Reklama

5. rocznica śmierci legendy

12 września 2003 roku zmarł Johnny Cash - legendarny amerykański piosenkarz, wykonujący muzykę z pogranicza country i rockandrolla.

Choć nagrał ponad sto albumów i cieszył się popularnością już w latach 50., to jednak najważniejszym jego utworem była ballada "Hurt", nagrana pod sam koniec życia artysty. Jest to mocno zmieniona wersja piosenki zespołu Nine Inch Nails.

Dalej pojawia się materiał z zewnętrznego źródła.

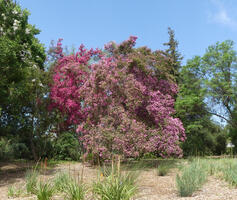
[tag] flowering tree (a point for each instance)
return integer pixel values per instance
(120, 100)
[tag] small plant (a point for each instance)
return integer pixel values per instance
(14, 192)
(45, 191)
(116, 187)
(75, 191)
(230, 174)
(163, 170)
(31, 181)
(192, 178)
(61, 181)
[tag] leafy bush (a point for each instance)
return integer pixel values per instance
(192, 178)
(67, 147)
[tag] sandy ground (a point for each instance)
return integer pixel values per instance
(151, 186)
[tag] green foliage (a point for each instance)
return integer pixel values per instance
(203, 136)
(116, 186)
(6, 149)
(75, 191)
(164, 168)
(67, 147)
(61, 181)
(44, 191)
(191, 179)
(14, 192)
(31, 181)
(173, 55)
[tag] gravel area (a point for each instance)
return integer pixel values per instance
(151, 186)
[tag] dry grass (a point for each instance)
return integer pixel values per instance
(151, 186)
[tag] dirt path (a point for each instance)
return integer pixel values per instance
(151, 186)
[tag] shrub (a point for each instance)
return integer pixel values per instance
(192, 178)
(67, 147)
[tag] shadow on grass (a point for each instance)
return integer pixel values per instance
(12, 171)
(148, 164)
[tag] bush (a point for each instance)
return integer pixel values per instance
(67, 147)
(192, 178)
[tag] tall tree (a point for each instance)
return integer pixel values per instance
(173, 54)
(219, 70)
(122, 103)
(22, 59)
(203, 136)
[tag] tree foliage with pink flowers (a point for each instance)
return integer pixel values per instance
(119, 100)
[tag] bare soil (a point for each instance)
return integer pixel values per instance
(151, 186)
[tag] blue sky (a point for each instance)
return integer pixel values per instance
(197, 24)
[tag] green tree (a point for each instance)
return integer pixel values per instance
(173, 54)
(203, 136)
(22, 73)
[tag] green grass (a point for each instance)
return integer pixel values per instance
(164, 167)
(75, 191)
(116, 186)
(31, 181)
(14, 192)
(192, 178)
(61, 181)
(44, 191)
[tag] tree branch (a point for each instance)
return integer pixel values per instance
(218, 115)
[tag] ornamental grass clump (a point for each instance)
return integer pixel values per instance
(75, 191)
(44, 191)
(117, 186)
(31, 181)
(61, 181)
(191, 179)
(164, 168)
(230, 173)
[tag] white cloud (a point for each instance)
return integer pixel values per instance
(220, 15)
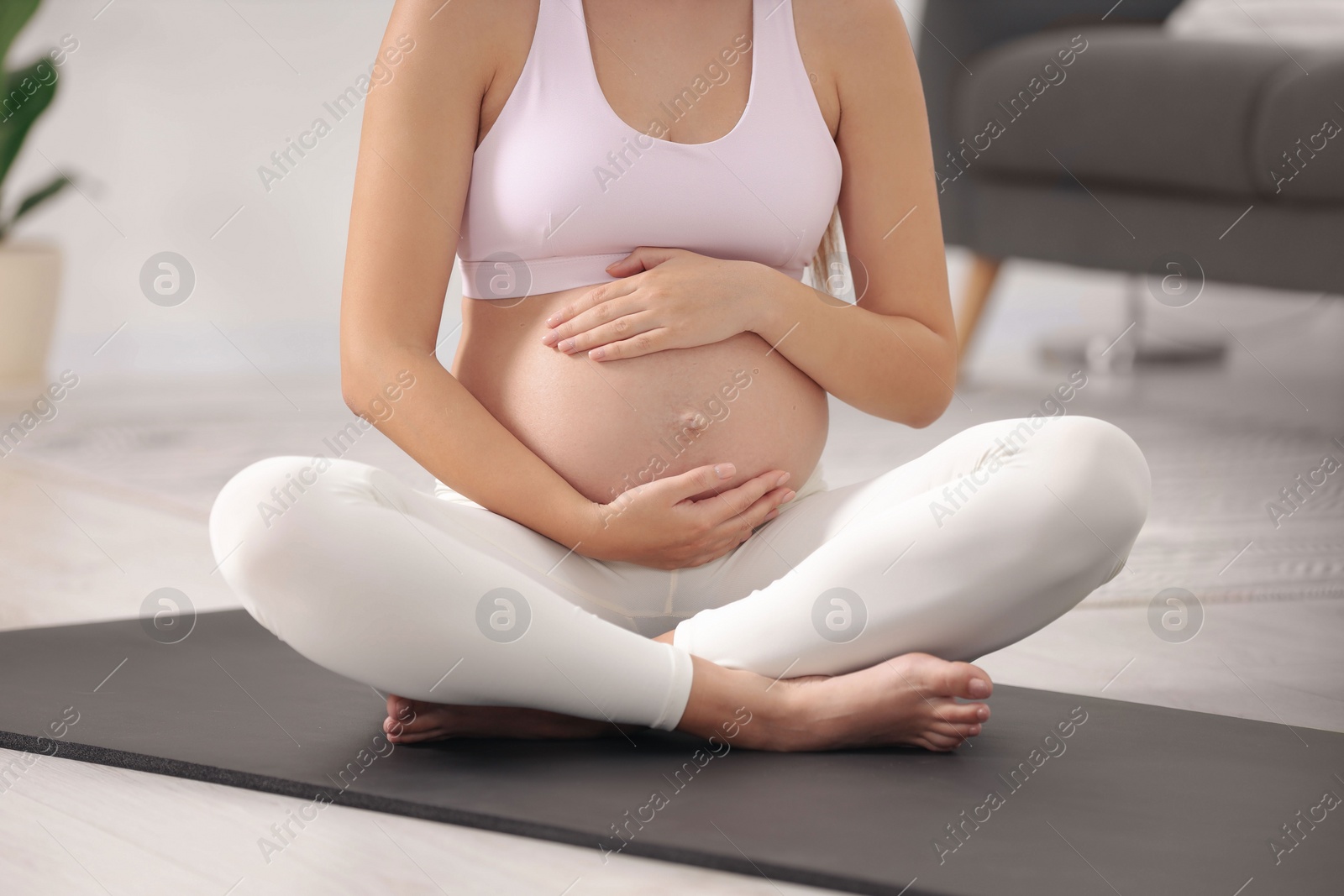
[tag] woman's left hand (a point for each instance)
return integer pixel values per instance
(667, 298)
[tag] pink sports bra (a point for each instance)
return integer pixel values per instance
(562, 187)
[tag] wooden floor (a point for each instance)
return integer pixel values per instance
(108, 503)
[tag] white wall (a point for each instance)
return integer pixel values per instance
(165, 113)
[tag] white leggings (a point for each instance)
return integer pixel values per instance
(976, 544)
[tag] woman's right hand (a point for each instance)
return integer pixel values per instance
(658, 524)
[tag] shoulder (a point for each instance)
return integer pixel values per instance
(465, 35)
(853, 35)
(848, 24)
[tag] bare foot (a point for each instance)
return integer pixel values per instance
(907, 700)
(416, 720)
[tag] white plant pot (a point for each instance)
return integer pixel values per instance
(30, 285)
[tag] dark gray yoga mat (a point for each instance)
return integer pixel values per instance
(1135, 799)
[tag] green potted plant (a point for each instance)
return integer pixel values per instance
(30, 273)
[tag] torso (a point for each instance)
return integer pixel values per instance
(606, 426)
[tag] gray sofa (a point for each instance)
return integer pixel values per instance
(1131, 149)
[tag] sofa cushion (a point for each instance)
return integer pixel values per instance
(1128, 107)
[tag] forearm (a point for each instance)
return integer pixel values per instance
(441, 425)
(889, 365)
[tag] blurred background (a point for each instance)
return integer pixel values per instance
(1163, 214)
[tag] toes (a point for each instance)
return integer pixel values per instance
(960, 732)
(937, 741)
(947, 710)
(969, 681)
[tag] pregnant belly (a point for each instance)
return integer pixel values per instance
(608, 426)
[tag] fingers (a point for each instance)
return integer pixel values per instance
(575, 332)
(588, 300)
(702, 479)
(739, 526)
(737, 501)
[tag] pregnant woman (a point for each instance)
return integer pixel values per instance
(631, 526)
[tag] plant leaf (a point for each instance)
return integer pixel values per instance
(33, 201)
(24, 100)
(13, 15)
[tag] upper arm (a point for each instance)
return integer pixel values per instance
(413, 174)
(889, 201)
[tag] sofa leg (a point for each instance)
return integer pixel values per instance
(980, 284)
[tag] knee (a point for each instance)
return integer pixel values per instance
(1101, 474)
(269, 501)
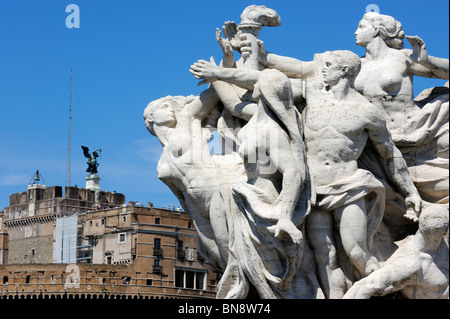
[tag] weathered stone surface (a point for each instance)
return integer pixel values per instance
(333, 178)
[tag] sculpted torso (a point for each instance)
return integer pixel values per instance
(335, 138)
(387, 82)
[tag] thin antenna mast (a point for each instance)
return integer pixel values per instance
(70, 128)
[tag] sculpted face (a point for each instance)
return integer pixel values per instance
(159, 113)
(365, 33)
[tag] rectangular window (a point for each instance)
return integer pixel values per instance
(157, 243)
(190, 279)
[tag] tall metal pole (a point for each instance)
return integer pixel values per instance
(70, 128)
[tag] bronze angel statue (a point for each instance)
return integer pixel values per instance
(91, 159)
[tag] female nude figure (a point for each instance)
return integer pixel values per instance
(418, 128)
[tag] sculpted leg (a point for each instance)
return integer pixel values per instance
(320, 236)
(353, 229)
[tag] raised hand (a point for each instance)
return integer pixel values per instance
(232, 33)
(205, 71)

Zarówno sam utwór jak i wzruszający teledysk Casha to gorzkie rozliczenie piosenkarza ze swoimi losami. Wokalista uzależniony był od narkotyków, nie stronił również od alkoholu, a jego pierwsze małżeństwo było nieudane, do czego wydatnie przyczyniły się romanse Johnny'ego z fankami. Trudny charakter Casha ukształtowało przede wszystkim tragiczne wydarzenie z dzieciństwa - w wypadku zginął jego starszy brat.

Reklama

Na domiar wszystkiego, przez ponad dekadę był nieszczęśliwie zakochany w innej wokalistce country, June Carter.

I co ciekawe, to właśnie jej zawdzięcza powrót na właściwe tory. Carter wyciągnęła Casha z nałogów, a później, po wielu latach znajomości i dziesiątkach wspólnych występów na scenie, wzięli ślub. Byli ze sobą do samego końca. Carter zmarła cztery miesiące przed mężem.

Johnnego Casha nazywano "facetem w czerni" - prawie zawsze występował w czarnych koszulach, wbrew protestom menadżerów i wytwórni, którzy uważali to za mało medialne posunięcie.

Do historii przeszedł jego występ w zakładzie karnym w St. Quentin (album "At Folsom Prison") w 1968 roku, który również spotkał się z początkową dezaprobatą przełożonych.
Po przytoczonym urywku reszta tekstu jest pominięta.